CEOs have a leadership challenge: Bringing the gen AI experimentation phase to a close
The rise of AI agents is more than just a technological shift. Agents represent a strategic inflection point that will redefine how companies operate, compete, and create value. To navigate this transition successfully, organizations must move beyond experimentation and pilot programs and enter a new phase of scaled, enterprise-wide transformation.
This pivot cannot be delegated—it must be initiated and led by the CEO. It will rely on three key actions:
- Action 1: Conclude the experimentation phase and realign AI priorities. Conduct a structured review to capture lessons learned, retire unscalable pilots, and formally close the exploratory phase. Refocus efforts on strategic AI programs targeting high-impact domains and processes.
- Action 2: Redesign the AI governance and operating model. Set up a strategic AI council involving business leaders, the chief human resources officer, the chief data officer, and the chief information officer. This council should oversee AI direction-setting; coordinate AI, IT, and data investments; and implement rigorous value-tracking mechanisms based on KPIs tied to business outcomes.

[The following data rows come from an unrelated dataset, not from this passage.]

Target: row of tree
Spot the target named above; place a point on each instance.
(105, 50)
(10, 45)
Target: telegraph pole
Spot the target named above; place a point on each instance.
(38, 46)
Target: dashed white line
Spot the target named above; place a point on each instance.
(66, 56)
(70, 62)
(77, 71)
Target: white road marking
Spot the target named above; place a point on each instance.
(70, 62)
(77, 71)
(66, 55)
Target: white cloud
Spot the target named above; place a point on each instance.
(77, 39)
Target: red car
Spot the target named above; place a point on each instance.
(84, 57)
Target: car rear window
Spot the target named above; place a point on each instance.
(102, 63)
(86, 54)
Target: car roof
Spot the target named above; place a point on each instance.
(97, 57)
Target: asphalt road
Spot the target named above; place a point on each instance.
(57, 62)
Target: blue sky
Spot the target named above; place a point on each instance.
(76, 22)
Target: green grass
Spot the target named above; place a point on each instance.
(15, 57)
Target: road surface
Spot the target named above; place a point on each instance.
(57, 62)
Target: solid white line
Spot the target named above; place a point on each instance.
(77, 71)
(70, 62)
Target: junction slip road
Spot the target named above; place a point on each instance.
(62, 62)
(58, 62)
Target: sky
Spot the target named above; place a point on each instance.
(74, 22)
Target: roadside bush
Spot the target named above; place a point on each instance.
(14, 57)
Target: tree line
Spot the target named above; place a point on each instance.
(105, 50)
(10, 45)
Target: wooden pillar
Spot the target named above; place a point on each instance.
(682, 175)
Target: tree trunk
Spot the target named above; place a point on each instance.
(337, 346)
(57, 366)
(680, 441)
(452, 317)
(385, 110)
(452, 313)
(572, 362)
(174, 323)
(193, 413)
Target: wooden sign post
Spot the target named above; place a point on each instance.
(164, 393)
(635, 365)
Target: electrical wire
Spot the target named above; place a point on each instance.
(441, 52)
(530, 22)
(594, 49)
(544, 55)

- Action 3: Launch a first lighthouse transformation project and simultaneously initialize the agentic AI tech foundation. Kick off a select number of high-impact agentic AI–driven workflow transformations in core business areas. In parallel, lay the groundwork for an agentic AI technology foundation by investing in key enablers—technology infrastructure, data quality, governance frameworks, and workforce readiness.
Conclusion
Like any truly disruptive technology, AI agents have the power to reshuffle the deck. Done right, they offer laggards a leapfrog opportunity to rewire their competitiveness. Done wrong—or not at all—they risk accelerating the decline of today’s market leaders. This is a moment of strategic divergence.
While the technology will continue to evolve, it is already mature enough to drive real, transformative change across industries. But to realize the full promise of agentic AI, CEOs must rethink their approach to AI transformation—not as a series of scattered pilots but as focused, end-to-end reinvention efforts. That means identifying a few business domains with the highest potential and pulling every lever: from reimagining workflows to redistributing tasks between humans and machines to rewiring the organization based on new operating models.
Some leaders are already moving—not just by deploying fleets of agents but by rewiring their organizations to harness their full disruptive potential. (Moderna, for example, merged its HR and IT leadership13—signaling that AI is not just a technical tool but a workforce-shaping force.) This is a structural move toward a new kind of enterprise. Agentic AI is not an incremental step—it is the foundation of the next-generation operating model. CEOs who act now won’t just gain a performance edge. They will redefine how their organizations think, decide, and execute.
The time for exploration is ending. The time for transformation is now.